Alternate Telecasts and Pregame Ambitions

Then there are Peyton and Eli Manning. Magnus “for sure” wants the Super Bowl–winning brothers to create a ManningCast on ESPN2. Besides the Mannings, ESPN will also likely offer a “MegaCast”-like slate of viewing options, similar to its approach with the College Football Playoff national championship. Given the critical acclaim for Disney’s Toy Story Funday Football telecast last season, I think it’s a lock that the Mouse House will offer a kids-focused version of the Big Game.

ESPN is also exploring new ideas that haven’t been tried by Super Bowl broadcasters Fox, CBS, and NBC. Since CBS’s Super Bowl pregame programming ran seven hours, I asked Magnus for the over/under on ESPN’s first Super Bowl pregame show. He laughed. “Seven days,” he said. 

Meanwhile, Magnus has created a full-time job that might get a few clicks on LinkedIn. Namely, ESPN is seeking a vice president of the Super Bowl, whose only job will be everything and anything related to ESPN/Disney’s production of Super Bowl LXI. 

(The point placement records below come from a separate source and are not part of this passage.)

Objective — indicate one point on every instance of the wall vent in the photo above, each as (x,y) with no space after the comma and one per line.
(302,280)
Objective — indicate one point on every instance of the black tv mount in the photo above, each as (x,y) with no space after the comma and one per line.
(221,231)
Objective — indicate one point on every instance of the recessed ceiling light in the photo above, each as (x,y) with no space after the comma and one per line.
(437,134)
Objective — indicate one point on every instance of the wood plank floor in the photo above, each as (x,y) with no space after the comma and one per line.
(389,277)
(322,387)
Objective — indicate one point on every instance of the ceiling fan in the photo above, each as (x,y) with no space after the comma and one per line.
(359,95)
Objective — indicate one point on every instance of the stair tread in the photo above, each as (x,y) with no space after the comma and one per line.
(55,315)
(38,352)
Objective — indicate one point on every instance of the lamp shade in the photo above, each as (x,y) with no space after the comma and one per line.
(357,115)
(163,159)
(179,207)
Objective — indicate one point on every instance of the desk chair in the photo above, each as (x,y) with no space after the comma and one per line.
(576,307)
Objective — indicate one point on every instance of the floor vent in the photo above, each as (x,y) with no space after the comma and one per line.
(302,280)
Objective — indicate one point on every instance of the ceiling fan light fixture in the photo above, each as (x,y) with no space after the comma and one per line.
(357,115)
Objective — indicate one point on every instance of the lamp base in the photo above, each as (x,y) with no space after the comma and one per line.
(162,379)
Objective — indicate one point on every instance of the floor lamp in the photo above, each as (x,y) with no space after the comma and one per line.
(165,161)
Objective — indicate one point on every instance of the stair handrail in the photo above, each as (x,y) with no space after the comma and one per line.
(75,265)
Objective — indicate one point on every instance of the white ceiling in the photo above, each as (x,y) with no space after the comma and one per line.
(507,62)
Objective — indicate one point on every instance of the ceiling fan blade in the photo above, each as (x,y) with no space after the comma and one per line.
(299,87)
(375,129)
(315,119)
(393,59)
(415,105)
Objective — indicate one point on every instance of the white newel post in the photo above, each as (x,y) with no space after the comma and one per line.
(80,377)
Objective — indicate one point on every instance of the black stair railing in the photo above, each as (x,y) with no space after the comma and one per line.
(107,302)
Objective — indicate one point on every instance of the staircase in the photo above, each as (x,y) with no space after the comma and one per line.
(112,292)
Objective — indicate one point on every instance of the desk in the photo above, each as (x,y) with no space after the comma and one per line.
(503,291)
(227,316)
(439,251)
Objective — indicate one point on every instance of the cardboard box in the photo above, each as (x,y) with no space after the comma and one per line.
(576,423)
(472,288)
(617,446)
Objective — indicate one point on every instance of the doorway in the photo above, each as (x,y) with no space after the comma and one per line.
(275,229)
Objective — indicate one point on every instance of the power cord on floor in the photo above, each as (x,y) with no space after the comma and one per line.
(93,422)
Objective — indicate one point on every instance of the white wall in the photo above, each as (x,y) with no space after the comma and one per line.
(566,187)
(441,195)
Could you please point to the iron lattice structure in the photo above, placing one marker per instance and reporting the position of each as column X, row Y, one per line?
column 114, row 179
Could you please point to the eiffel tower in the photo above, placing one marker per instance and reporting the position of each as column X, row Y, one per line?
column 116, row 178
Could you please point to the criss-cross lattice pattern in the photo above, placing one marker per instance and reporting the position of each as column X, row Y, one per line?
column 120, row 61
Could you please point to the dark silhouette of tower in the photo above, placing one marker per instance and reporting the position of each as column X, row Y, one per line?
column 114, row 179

“It was very, very important to me that we had a person, and a small team of people built around this leader, who are fully dedicated,” explained Magnus. “As I like to say, get out of bed every morning thinking about that Super Bowl—and only that. So that they can keep everything moving in that direction. Because really what we want to do is bring everything that the Walt Disney Co., ESPN, ABC, etc., have—and bring it all to coverage of that game. We want to redefine what covering a Super Bowl looks like. We have, in many ways, the luxury of not having an imprint in people’s minds of what that might look like since we haven’t ever been there.”